They find Martin in the Egyptian wing, tying a makeshift tourniquet around Daisy’s arm. Jon’s heart rockets awake, a palpable thing in his throat and wrists. Daisy is conscious, but covered in blood, collapsed on a toppled piece of rubble that--dear god, that appears to be the Rosetta Stone. Basira lets out a small hurt noise and lets go of Jon, reaching out for Daisy with open hands.  
  
“All right,” Daisy says, and crooks her free arm around Basira’s neck, awkwardly. “All right, no one died.” Basira says something unintelligible into Daisy’s shoulder, and Jon looks away, tries to give them a second of privacy.

Martin finishes tying off Daisy’s arm, and then looks up at Jon, his eyes blue and enormous. He looks like he’s in one piece, although he’s terribly pale. “She needs a hospital,” Martin says, crossing his arms hard over his own chest, like he’s cold. “I--maybe you do, too? Your _eyes_ \--”  
  
“I’m all right,” Jon says automatically, although he has no idea if that’s true. He’s trying not to think about the ragged wounds in his mind, the things no hospital could begin to heal. “But we should, um--we shouldn’t stay here.” He offers Martin his hand, and only remembers that maybe he shouldn’t when Martin stares at it for a long second, somehow going even paler. Jon starts to draw back, but at the last second Martin lunges towards him, and he ends up with Martin’s freezing hand in his.  
  
Jon helps pull Martin to his feet, but he doesn’t let go of his hand. It feels like Martin could use the warmth.  
  
Basira does the same for Daisy, slinging her arm over her shoulders and half-holding her up. “What happened to Melanie?” she asks, sniffing sharply and scrubbing at her face.  
  
“Helen took her,” Martin offers, hand twitching a little in Jon’s. Jon squeezes him more firmly, and he can feel Martin sway towards him. “Before the roof came down.”  
  
“Then let’s get out of here,” Daisy growls, and glares at a particularly dark patch of shadow, although she can barely stand.  
  
Jon is ready to follow them towards the exit, Martin slowly warming under his touch, but he can’t shake the feeling that there’s something left for him to do, something he’s forgotten, and by the time Martin pulls him over the threshold of the main atrium he remembers it.  
  
“--Wait,” he says, dread pooling in his stomach. “I--Elias is still up there.”  
  
“ _So_ ,” Daisy rasps, and spits blood to the floor.  
  
“So,” Jon says, certain and miserable with it, “I have to go back.”  
  
“You’re joking,” Basira says flatly, and Daisy makes a pained, disbelieving noise from over her shoulder.  
  
Jon wishes he were. “Get Daisy to a hospital,” he says, the thought of going back in there filling him with a kind of exhausted terror. It’s just that he can’t think of doing anything else. “I’ll meet you there.”  
  
He tries to let go of Martin’s hand, but Martin won’t let him.  
  
“You won’t leave him?” Martin asks softly, and Jon shakes his head, not really knowing why but knowing it’s true. “Okay,” Martin says, and squeezes his hand. “Then let’s go back.”   
  
“You don’t have to,” Jon begins, and Martin snorts.  
  
‘“Course I do,” he says, and gives Jon a look that’s a shadow of past looks he’s given Jon, back when they were just coworkers and Martin had to bully him into eating lunch and the worst thing that happened in Jon’s week was Martin bringing a stray dog into the Archives--something like exhausted fondness. “You think I don’t know you’re afraid of spiders?” 

Jon chokes on a laugh.  
  
“Go, if you’re going,” Basira says roughly. “Find us at the hospital.”  
  
“Don’t die,” Daisy adds.  
  
Jon and Martin turn around, back to the looming dark. Jon laces their fingers together. 

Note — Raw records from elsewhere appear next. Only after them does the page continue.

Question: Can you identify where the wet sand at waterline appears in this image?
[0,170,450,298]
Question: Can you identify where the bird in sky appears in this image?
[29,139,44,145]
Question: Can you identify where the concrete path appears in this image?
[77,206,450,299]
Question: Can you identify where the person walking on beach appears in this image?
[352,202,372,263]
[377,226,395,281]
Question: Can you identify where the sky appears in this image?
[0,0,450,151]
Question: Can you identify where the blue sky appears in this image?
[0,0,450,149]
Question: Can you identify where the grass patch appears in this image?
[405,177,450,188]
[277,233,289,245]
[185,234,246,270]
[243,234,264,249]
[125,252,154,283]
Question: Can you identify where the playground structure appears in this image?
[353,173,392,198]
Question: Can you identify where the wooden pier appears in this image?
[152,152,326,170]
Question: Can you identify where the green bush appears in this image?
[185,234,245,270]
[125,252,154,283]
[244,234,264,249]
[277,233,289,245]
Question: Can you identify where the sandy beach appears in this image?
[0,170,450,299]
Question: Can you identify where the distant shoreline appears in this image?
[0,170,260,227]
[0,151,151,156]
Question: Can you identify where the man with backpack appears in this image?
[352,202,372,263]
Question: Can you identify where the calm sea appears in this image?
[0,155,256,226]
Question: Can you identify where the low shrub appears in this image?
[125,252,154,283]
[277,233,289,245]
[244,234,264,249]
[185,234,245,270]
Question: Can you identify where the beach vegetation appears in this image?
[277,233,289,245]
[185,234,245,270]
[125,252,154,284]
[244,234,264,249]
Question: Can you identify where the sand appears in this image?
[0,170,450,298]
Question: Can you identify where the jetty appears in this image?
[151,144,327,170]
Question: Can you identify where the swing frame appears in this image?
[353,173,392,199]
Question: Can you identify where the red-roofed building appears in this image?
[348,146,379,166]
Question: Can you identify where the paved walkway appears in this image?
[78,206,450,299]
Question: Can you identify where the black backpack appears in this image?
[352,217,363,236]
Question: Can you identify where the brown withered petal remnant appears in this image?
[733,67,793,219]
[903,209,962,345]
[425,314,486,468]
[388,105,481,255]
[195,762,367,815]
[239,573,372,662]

They go back in together.  
  
*  
It’s horrible, being back in the exposed air of the collapsed Great Court. There are steel beams collapsed everywhere, tile and glass making a ruin of the gift shop, the tables. The ruined dome above them now looks less like an eye and more like a fragile web of steelwork, one breeze away from falling apart and killing them all. And little skittering, scuttling movements through it all, shapes Jon can’t look at directly. 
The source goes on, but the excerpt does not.